2009年1月9日星期五

What’s going to happen to SEO in 2009?

Predicting what will happen in the SEO world is pretty much a question of guessing what the engineers and product developers at Google have been working on for the last few months. My predictions last year about the paid link war haven’t really come true so let’s see what happens in 2009.

Google is maturing fast so we can be sure that any changes are tested for a long time internally before being released for bucket testing externally.

The big news for 2008 was that Google didn’t do much in the way of penalising link buyers and sellers. PageRank penalties are purely scare tactics and I don’t know of a single site that has seen reduced traffic as a result of being penalised for link buying or selling.

We do know for a fact that Google has spent the last 12 months working on pattern matching algorithms to detect and devalue paid links. This means very little for link sellers because it doesn’t matter to them whether the links they sell pass weight or not.

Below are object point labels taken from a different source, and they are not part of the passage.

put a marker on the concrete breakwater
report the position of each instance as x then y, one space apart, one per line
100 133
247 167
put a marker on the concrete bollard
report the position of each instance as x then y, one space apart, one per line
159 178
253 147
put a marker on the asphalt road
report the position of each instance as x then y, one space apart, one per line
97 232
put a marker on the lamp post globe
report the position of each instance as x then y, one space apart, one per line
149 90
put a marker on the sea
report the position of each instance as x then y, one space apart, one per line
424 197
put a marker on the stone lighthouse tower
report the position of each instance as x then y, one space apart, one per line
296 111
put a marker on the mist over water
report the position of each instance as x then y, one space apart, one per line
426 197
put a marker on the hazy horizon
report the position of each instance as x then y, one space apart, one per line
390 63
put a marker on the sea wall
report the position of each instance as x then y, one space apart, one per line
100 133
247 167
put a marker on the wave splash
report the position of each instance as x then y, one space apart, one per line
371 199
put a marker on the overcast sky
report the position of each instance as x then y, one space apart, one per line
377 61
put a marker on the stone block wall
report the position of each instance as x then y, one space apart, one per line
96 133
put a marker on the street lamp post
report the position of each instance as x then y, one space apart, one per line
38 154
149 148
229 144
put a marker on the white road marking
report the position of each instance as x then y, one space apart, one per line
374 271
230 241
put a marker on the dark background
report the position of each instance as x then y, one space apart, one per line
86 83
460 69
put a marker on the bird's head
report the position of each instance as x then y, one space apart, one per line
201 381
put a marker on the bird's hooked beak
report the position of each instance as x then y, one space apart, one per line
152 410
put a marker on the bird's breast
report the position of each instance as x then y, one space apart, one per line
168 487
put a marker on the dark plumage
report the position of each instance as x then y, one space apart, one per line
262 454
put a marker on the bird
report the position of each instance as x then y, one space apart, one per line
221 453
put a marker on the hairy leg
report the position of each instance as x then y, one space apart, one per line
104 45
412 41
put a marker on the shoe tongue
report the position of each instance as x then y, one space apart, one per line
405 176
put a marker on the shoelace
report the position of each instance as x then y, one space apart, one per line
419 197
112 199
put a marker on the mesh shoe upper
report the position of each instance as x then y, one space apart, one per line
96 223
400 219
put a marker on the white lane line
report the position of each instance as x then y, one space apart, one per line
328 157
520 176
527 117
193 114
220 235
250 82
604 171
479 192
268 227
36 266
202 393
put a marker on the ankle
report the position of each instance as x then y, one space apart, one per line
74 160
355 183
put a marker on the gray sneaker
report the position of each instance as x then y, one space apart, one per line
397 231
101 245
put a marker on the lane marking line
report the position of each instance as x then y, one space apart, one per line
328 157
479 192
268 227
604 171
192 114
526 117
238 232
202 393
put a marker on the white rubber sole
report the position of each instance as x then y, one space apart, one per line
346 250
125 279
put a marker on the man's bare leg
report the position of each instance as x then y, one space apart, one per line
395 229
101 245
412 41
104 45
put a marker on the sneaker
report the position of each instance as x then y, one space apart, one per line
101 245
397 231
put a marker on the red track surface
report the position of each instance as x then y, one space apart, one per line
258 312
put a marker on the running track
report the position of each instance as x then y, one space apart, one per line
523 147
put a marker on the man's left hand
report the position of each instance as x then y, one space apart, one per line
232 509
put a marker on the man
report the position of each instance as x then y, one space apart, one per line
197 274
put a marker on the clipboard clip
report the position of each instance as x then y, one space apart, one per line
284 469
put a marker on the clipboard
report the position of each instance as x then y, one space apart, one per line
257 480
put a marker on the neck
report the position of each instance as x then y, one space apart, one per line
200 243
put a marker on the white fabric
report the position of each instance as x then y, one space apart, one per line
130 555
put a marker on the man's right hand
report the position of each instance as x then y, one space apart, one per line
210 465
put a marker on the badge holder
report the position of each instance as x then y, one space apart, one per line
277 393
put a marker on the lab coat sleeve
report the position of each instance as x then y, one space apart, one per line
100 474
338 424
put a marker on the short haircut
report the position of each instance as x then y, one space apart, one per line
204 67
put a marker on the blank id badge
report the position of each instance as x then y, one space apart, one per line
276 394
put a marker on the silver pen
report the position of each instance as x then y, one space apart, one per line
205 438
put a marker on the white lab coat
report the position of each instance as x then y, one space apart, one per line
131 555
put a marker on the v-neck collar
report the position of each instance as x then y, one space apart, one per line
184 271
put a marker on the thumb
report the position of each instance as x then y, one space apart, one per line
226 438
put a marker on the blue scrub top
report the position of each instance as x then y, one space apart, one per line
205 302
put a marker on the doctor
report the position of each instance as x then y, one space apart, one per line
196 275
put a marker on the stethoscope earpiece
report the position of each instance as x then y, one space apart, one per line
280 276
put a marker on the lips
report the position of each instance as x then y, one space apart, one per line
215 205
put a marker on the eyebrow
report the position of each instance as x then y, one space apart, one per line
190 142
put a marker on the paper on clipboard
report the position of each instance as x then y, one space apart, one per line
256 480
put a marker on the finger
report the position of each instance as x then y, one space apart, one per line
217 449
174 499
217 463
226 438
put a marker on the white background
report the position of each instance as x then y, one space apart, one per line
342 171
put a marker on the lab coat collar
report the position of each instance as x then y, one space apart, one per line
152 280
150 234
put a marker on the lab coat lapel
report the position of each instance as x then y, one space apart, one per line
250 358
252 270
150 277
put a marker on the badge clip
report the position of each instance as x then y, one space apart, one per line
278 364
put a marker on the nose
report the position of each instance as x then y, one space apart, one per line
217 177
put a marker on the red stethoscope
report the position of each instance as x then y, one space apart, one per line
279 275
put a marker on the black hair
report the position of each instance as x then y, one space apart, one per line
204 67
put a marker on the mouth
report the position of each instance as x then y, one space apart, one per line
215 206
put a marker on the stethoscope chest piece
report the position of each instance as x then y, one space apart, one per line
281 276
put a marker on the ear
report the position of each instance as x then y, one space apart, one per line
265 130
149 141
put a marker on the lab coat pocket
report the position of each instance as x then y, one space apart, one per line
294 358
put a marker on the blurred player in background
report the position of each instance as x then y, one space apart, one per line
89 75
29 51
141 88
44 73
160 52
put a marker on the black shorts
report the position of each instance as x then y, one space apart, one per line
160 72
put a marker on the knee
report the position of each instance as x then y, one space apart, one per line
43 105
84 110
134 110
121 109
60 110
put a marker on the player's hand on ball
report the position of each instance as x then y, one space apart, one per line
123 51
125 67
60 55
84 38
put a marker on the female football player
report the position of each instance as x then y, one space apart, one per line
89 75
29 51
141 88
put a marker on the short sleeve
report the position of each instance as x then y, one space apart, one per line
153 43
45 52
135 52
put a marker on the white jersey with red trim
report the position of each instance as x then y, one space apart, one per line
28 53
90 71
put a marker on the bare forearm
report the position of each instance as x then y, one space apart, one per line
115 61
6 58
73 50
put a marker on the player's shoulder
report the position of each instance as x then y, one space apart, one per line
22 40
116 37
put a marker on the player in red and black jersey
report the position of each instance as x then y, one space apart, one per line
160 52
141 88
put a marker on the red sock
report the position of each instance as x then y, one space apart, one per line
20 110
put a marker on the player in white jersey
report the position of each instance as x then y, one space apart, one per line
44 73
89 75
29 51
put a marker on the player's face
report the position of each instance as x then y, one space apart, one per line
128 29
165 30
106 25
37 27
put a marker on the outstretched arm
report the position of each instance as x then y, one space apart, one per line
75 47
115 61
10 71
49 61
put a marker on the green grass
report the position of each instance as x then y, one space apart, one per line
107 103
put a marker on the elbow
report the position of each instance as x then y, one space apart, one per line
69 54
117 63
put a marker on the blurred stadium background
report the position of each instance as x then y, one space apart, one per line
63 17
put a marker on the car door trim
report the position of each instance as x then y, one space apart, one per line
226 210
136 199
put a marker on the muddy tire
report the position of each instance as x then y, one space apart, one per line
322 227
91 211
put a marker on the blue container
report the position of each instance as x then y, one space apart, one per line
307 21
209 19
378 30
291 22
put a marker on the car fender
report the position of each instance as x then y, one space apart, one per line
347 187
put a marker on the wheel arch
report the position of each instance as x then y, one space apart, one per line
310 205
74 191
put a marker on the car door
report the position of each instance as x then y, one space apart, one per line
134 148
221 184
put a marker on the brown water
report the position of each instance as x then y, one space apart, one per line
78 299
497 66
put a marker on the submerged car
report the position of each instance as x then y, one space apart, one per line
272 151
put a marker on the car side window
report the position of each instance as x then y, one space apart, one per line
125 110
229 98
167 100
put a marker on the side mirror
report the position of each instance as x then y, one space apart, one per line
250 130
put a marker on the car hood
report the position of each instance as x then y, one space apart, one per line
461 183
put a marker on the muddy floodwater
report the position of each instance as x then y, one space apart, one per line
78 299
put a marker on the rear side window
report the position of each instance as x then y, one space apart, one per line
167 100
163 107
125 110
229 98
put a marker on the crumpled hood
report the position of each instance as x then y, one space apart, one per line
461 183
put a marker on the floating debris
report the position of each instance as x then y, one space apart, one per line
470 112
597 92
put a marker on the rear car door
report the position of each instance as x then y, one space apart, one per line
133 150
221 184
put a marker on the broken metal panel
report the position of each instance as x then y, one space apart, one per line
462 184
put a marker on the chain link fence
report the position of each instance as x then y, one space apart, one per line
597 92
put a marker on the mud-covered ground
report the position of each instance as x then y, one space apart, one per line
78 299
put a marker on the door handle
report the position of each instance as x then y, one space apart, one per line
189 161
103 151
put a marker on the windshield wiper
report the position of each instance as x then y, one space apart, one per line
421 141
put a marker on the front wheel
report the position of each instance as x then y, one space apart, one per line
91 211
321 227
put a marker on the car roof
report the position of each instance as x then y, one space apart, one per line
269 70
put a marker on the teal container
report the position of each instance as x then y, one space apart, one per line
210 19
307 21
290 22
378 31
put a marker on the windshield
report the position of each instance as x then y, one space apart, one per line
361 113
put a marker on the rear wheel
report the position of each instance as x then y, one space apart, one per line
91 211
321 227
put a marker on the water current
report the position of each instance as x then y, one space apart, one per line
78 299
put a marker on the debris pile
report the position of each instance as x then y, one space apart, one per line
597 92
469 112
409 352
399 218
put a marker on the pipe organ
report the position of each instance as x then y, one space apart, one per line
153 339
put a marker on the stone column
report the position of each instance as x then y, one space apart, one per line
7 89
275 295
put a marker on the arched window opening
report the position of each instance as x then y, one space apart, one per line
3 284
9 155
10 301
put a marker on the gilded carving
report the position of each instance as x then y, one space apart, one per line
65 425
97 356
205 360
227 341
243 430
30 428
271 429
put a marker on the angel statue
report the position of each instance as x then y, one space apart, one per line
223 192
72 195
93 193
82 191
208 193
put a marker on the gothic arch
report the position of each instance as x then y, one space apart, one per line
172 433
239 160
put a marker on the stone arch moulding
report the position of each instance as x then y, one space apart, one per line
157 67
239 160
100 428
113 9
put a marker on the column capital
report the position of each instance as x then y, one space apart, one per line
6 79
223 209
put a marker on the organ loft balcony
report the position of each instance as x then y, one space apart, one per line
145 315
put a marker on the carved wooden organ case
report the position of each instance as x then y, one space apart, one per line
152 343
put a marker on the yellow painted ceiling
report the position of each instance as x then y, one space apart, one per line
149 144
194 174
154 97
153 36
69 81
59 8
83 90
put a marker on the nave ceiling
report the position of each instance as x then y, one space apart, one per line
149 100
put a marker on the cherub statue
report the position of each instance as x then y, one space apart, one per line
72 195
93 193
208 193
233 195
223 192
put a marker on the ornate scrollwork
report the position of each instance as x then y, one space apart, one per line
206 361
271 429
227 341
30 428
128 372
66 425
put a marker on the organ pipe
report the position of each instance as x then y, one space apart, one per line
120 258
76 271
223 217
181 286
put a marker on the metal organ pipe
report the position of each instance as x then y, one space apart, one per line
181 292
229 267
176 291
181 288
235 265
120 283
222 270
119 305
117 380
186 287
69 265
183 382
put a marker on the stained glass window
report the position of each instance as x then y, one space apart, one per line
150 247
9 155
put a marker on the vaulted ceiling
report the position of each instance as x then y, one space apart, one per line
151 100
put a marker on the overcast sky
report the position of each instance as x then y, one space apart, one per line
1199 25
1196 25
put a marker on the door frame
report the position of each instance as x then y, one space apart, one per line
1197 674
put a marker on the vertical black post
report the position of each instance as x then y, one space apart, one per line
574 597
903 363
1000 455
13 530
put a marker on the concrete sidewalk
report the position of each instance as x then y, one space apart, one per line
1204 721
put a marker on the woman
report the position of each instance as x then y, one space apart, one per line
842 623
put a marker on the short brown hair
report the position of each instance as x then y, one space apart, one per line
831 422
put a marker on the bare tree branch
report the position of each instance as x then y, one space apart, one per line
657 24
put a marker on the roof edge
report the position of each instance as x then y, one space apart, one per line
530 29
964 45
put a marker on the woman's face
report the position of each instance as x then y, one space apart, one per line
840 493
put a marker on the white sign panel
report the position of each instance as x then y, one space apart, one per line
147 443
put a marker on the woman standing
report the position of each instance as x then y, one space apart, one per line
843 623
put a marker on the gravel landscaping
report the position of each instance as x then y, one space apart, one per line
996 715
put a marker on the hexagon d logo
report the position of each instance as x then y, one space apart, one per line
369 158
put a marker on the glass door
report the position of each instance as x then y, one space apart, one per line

It means quite a lot to link buyers and SEO companies because the link acquisition strategies that have worked in the past might not continue to work once Google perfects this algorithm.

Most of the blatant link buying we see in the UK comes from in-house SEO teams rather than SEO companies. These in house teams spring up because the company worked with an SEO company a few years back and realised all the SEO company was doing was buying links and decided they could buy links just as well in-house. These teams don’t keep up to date with the latest SEO trends and are wasting thousands of pounds a month buying useless links.

A big issue springing up in the last few months for Branded3 has been how to handle link acquisition for new clients. If Google is cleverly watching for link buying patterns then it’s important to be cautious when starting a link-acquisition campaign in case it trips a filter and causes the links to be devalued.

For example if Google spots a sudden burst of anchor text rich links springing up from a certain class of sites (blogs or directories for example) then they might devalue all the links in bulk rendering the entire campaign useless. However if the links were spread out over a few months with a lot of natural links built in then Google would never be able to detect a patter and the links would be highly valuable."